Another strategy the Qurʾan uses to insist on its heavenly origin is to align itself with earlier revelations: “This Qurʾan could not have been fabricated by anyone besides Allah; rather it is a confirmation of what was [revealed] before it.” (Q 10:37a). In places the Qurʾan seems to say that the only thing that distinguishes it from earlier revelations is its language: “Before it the Book of Moses was a guide and a mercy, and this is a Book which confirms it, in the Arabic language” (Q 46:12). Here we begin to understand why the Qurʾan cares so much about its Arabic-ness. Muhammad is a prophet like other prophets before him, but he is the first prophet sent to the Arabs.
Or do they say, “He has forged it”? Say: “Do they say, ‘He has fabricated it’? Rather it is the truth from your Lord, that you may warn a people to whom there did not come any warner before you, so that they may be guided [to the right path].” (Q 32:3)
In this light the Qurʾan presents Muhammad as the “gentile” prophet, the prophet to those who had not yet received revelation: “It is He who sent to the gentiles (al-ummiyyin) an apostle from among themselves” (Q 62:2a). The Qurʾan also insists that Muhammad is found in the scriptures of Jews and Christians, when it refers to “the gentile prophet, whose mention they find written with them in the Tawrat and the Injil … .” (Q 7:157).
The Qurʾan’s references to Jewish and Christian scripture suggest that it was proclaimed among a people who had clear ideas about prophets and heavenly books. They imply, in other words, that the Qurʾan was preached in the midst of Jews and Christians and not in the midst of idolatrous pagans, as is traditionally assumed.
Yet if the case the Qurʾan makes for its own validity seems to depend on the validity of the scriptures of the Jews and Christians, the Qurʾan also accuses Jews and Christians of misreading their scriptures, and of forging new, false, scriptures (perhaps because the Qurʾan’s author did not find Muhammad in them). In the end, therefore, only the Qurʾan is an authentic scripture, a perspective Boisliveau calls, “le monopole de la communication divine.”

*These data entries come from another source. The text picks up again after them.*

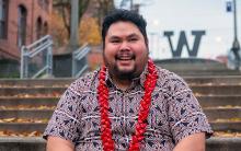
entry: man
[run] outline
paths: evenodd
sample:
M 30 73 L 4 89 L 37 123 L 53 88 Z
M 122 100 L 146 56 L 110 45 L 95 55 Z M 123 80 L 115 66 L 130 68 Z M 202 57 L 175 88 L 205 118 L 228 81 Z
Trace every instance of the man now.
M 205 150 L 207 118 L 187 84 L 148 58 L 142 16 L 113 11 L 102 38 L 105 67 L 64 93 L 44 133 L 47 150 Z

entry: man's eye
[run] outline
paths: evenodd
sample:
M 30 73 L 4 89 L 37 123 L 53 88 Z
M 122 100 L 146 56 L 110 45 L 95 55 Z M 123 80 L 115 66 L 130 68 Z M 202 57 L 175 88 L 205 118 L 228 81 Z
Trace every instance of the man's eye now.
M 129 40 L 130 42 L 136 42 L 136 40 L 138 40 L 138 38 L 130 38 Z
M 111 40 L 111 43 L 119 43 L 120 40 L 118 40 L 118 39 L 113 39 L 113 40 Z

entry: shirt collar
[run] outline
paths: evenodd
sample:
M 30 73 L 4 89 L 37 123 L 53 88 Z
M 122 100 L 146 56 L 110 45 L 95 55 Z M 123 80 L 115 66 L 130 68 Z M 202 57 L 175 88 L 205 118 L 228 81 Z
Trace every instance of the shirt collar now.
M 140 84 L 144 88 L 147 74 L 148 74 L 148 66 L 145 66 L 142 73 L 138 78 L 133 79 L 133 83 L 130 88 L 136 86 L 138 84 Z M 110 76 L 108 69 L 106 70 L 105 82 L 108 88 L 116 86 Z

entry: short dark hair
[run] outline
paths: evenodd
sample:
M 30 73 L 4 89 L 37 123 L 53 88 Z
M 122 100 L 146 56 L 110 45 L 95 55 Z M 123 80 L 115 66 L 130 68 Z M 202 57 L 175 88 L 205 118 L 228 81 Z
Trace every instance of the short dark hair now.
M 102 24 L 102 43 L 103 47 L 105 47 L 105 36 L 106 33 L 110 28 L 110 26 L 118 21 L 124 21 L 124 22 L 131 22 L 134 23 L 140 31 L 140 33 L 144 35 L 145 43 L 148 45 L 148 38 L 147 38 L 147 22 L 142 18 L 142 15 L 138 14 L 136 11 L 129 11 L 129 10 L 124 10 L 124 9 L 116 9 L 113 10 L 110 14 L 107 14 L 103 21 Z

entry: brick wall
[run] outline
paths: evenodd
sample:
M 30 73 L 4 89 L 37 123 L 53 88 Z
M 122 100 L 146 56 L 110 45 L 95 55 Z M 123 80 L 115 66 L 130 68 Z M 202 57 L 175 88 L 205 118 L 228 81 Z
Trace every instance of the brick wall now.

The Qurʾan, then, is ultimately very much concerned with itself. The heart of the Qurʾanic message is the case the Qurʾan makes for its heavenly origin. But what of this case? To Boisliveau, the way in which the Qurʾan argues that it comes from God is ultimately a “self-canonization.” She reduces the logic of the Qurʾan’s arguments to the following formula:
The Qurʾan comes from God,
and thus what it says is true.
And because it says that it comes from God and that what it says is true,
it thus comes from God.
Or, put more succinctly: le Coran vient de Dieu parce qu’il vient de Dieu, “The Qurʾan comes from God because it comes from God.